Bladstukjes geknipt uit rozenblad, Fotograaf Pieter van Breugel
Voedsel
De Grote bladsnijder foerageert op veel verschillende soorten planten zoals distelsoorten, knoopkruid, alle soorten klokjes, rolklaver, bernagie, blazenstruik, brede lathyrus, pronkerwt, veldlathyrus, witte klaver, ratelaar en vlasbekje. Op veel van deze planten verzamelen ze zowel nectar als stuifmeel. Siererwten, blazenstruiken en klokjes (Campanula) zijn favoriet. Mannelijke Grote bladsnijderbijen zijn veel bij blazenstruiken en siererwten (o.a. brede lathyrus en pronkerwt) te vinden omdat zij daar graag nectar drinken, en om vrouwelijke exemplaren te treffen om mee te paren. Siererwt zaden zijn in onze webshop te koop.

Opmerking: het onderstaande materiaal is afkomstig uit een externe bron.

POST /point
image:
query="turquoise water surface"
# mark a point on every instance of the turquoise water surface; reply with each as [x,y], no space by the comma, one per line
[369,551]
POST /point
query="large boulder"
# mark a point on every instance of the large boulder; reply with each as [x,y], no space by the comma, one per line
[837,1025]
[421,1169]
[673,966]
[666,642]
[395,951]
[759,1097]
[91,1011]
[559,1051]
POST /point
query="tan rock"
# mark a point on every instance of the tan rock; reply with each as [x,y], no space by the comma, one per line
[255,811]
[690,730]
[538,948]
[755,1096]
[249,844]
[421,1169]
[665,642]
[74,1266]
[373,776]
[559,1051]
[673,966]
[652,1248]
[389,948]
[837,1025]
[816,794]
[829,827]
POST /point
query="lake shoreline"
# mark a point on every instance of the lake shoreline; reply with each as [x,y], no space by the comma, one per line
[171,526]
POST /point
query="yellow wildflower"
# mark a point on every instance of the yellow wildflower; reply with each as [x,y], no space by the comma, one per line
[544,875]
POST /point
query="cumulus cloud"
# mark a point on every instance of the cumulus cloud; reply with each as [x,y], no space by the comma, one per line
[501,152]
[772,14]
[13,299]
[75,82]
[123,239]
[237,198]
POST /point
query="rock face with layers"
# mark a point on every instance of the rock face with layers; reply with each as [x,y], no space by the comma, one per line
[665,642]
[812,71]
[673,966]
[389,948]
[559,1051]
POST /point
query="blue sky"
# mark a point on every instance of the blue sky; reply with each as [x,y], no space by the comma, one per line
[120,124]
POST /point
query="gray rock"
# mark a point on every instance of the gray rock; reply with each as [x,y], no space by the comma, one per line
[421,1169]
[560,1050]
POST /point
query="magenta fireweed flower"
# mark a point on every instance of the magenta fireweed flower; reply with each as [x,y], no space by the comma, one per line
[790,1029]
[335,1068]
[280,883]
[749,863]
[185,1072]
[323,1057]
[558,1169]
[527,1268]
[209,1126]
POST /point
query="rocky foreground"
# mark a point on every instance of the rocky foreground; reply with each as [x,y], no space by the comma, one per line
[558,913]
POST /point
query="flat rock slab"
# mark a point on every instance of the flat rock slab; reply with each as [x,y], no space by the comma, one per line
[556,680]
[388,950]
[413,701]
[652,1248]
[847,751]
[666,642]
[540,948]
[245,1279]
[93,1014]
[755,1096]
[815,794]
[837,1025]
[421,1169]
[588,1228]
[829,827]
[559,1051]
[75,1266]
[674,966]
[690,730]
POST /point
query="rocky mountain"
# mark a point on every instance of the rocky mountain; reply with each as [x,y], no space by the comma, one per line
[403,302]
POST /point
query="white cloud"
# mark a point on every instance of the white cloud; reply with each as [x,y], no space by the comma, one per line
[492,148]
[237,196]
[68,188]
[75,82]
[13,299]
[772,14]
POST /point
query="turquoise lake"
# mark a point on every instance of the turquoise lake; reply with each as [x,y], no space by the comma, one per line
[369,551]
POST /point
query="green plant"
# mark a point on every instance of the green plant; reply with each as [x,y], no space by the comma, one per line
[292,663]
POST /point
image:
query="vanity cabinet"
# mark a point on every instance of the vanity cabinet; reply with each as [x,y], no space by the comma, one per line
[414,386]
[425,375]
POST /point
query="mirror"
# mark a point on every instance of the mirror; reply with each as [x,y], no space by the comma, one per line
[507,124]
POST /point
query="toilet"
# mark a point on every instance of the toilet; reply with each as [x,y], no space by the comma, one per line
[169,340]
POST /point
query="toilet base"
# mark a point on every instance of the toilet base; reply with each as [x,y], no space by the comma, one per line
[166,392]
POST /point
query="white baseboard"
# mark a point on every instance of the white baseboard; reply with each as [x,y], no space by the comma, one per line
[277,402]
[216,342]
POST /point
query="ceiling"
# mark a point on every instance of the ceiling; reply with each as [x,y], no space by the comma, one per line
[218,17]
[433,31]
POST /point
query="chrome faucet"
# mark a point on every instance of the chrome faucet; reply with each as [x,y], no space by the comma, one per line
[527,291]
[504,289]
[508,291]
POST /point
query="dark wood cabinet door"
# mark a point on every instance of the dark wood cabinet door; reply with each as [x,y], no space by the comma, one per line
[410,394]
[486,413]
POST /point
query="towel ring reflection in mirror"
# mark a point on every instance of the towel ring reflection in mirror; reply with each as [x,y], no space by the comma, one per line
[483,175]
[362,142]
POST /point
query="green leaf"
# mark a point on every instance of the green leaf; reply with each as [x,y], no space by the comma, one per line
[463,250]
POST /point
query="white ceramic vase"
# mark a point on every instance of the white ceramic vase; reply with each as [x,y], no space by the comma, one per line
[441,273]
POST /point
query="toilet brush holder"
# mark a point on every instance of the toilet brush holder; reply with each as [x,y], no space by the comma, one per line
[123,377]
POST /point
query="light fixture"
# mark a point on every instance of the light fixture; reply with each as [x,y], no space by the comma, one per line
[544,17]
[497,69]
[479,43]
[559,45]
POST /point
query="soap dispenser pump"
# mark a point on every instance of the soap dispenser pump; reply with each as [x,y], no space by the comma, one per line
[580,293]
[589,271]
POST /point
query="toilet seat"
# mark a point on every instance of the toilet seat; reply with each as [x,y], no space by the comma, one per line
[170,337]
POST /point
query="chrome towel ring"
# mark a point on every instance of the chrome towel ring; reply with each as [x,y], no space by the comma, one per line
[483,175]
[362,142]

Grote bladsnijder op de bloem brede lathyrus, fotograaf Pieter van Breugel
Wat kun je voor deze bij doen?
De Grote bladsnijder maakt graag gebruik van kunstmatige nesthulpen. Je kunt bamboestengels gebruiken of zelf gangen boren in houtblokken. De binnendiameter van de gangen moet minstens 8 mm zijn. De Grote bladsnijder houdt niet van drukte en zoekt daarom graag verborgen plekjes om te nestelen. Ook kunnen de gangen in nesthulpen in je tuin al opgebruikt zijn door metselbijen omdat die eerder in het jaar nesten bouwen dan de Grote bladsnijder. Daarom kan het helpen nieuwe nesthulpen op te hangen als de metselbijen klaar zijn en de Grote bladsnijder nog moet beginnen. Bijzonder leuk is de toepassing van een bijen observatie hotel, daarin kun je prachtig zien hoe deze bij de wand van de gangen bekleed met blaadjes, We hebben dit hotel in onze webshop te koop
Bijenweetje
Wereldwijd kent het geslacht behangersbijen (Megachile) 1500 soorten. Megachile pluto is de grootste behangersbij ter wereld en komt voor in Indonesië. Het vrouwtje is ongeveer zo groot als een menselijke duim. M. Pluto is in 1858 ontdekt. Na decennia niet meer waargenomen te zijn is M. Pluto een paar jaar geleden teruggevonden. M. Pluto maakt nestgangen in nesten van boommieren. Ze gebruikt boomhars om de nesten mee te bekleden en mieren buiten het nest te houden.
Veel informatie in deze tekst komt uit het boek Gasten van bijenhotels van Pieter van Breugel. Daarin vind je het uitgebreide verhaal over de Grote bladsnijder met meer foto’s ter illustratie van het leven van deze en andere bladsnijderbijen.